Charlotte Rulquin (IBDM)

Computational study of cell pattern emergence in embryonic and tumorigenic tissues

Team: Raphaël Clément (Team Lenne, IBDM) - Cédric Maurange (IBDM) - Andrea Pasini (Team Kodjabachian, IBDM)

Her background

September 2018 - present | CENTURI postdoctoral fellow

2017 - 2018 | Postdoctoral fellow, Commissariat à l'Énergie Atomique (CEA Saclay, France)

2014 - 2017 | PhD, Laboratoire de Physique Théorique de la Matière Condensée (UPMC, Paris, France)

2014 | MSc degree in Theoritical Physics of Complex Systems - Sorbonne Université Campus Pierre et Marie Curie (Paris, France)

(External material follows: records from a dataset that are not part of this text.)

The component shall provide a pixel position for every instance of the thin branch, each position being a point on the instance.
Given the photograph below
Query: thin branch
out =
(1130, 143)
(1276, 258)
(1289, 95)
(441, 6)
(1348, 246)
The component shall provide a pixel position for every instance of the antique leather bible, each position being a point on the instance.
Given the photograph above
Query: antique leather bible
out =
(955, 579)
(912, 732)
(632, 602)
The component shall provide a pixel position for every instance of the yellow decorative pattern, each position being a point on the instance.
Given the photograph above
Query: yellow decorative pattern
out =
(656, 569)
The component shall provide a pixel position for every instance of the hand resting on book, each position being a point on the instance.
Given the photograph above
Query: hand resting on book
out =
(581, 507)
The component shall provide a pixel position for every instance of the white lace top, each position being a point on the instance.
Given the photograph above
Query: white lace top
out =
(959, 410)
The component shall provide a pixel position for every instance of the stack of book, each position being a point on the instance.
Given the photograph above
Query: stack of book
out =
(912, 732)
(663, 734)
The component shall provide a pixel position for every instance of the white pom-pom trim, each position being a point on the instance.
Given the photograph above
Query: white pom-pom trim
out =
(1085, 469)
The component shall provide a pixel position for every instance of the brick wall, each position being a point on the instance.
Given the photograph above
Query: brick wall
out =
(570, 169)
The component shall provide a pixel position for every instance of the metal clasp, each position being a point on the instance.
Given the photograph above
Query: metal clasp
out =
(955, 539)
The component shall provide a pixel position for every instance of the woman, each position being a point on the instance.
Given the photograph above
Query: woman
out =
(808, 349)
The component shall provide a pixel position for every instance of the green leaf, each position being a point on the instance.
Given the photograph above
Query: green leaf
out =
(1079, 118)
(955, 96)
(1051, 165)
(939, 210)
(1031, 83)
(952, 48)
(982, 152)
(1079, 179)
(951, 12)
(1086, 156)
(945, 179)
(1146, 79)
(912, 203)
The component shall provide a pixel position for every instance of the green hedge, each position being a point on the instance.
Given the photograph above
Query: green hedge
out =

About her postdoctoral project

The ability of tissues to self-organize into regular patterns of cells with different identities is central to  animal morphogenesis and depends on both biological and physical factors. Mathematical models derived from mechanics, dynamical systems and statistical physics have proven relevant to study how interactions between cells with different behaviors can drive tissue self-organization and morphogenesis. We propose to investigate numerically the formation of multi-cell patterns observed in two distinct types of tissues often opposed for their stereotyped vs seemingly disorganised structure : the embryonic epithelium and brain tumors. The numerical framework will be based on observations made on experimental systems amenable to genetic manipulations: the amphibian Xenopus laevis and the fly Drosophila melanogaster. In Xenopus, we will study how epidermal multiciliated cells (MCCs) distribute in a regularly spaced pattern upon intercalation into an epithelial layer, and explore how the pattern is established and maintained through a balance between mutual repulsion among MCCs and attraction between MCCs and outer layer epithelial cells. In Drosophila brain tumors, we will study how clusters of cancer stem cells (CSCs) form and how they affect tumor progression. We will investigate how physical (tension, adhesion) and biochemical cues (growth and differentiation factors) contribute to segregate clusters of proliferating cells with different self-renewing potentials, regulate their size distribution and density, and thus determine tumor growth rate. These projects will be investigated numerically with tools akin to the cellular Potts model, and will be carried out in close collaboration with experimentalists.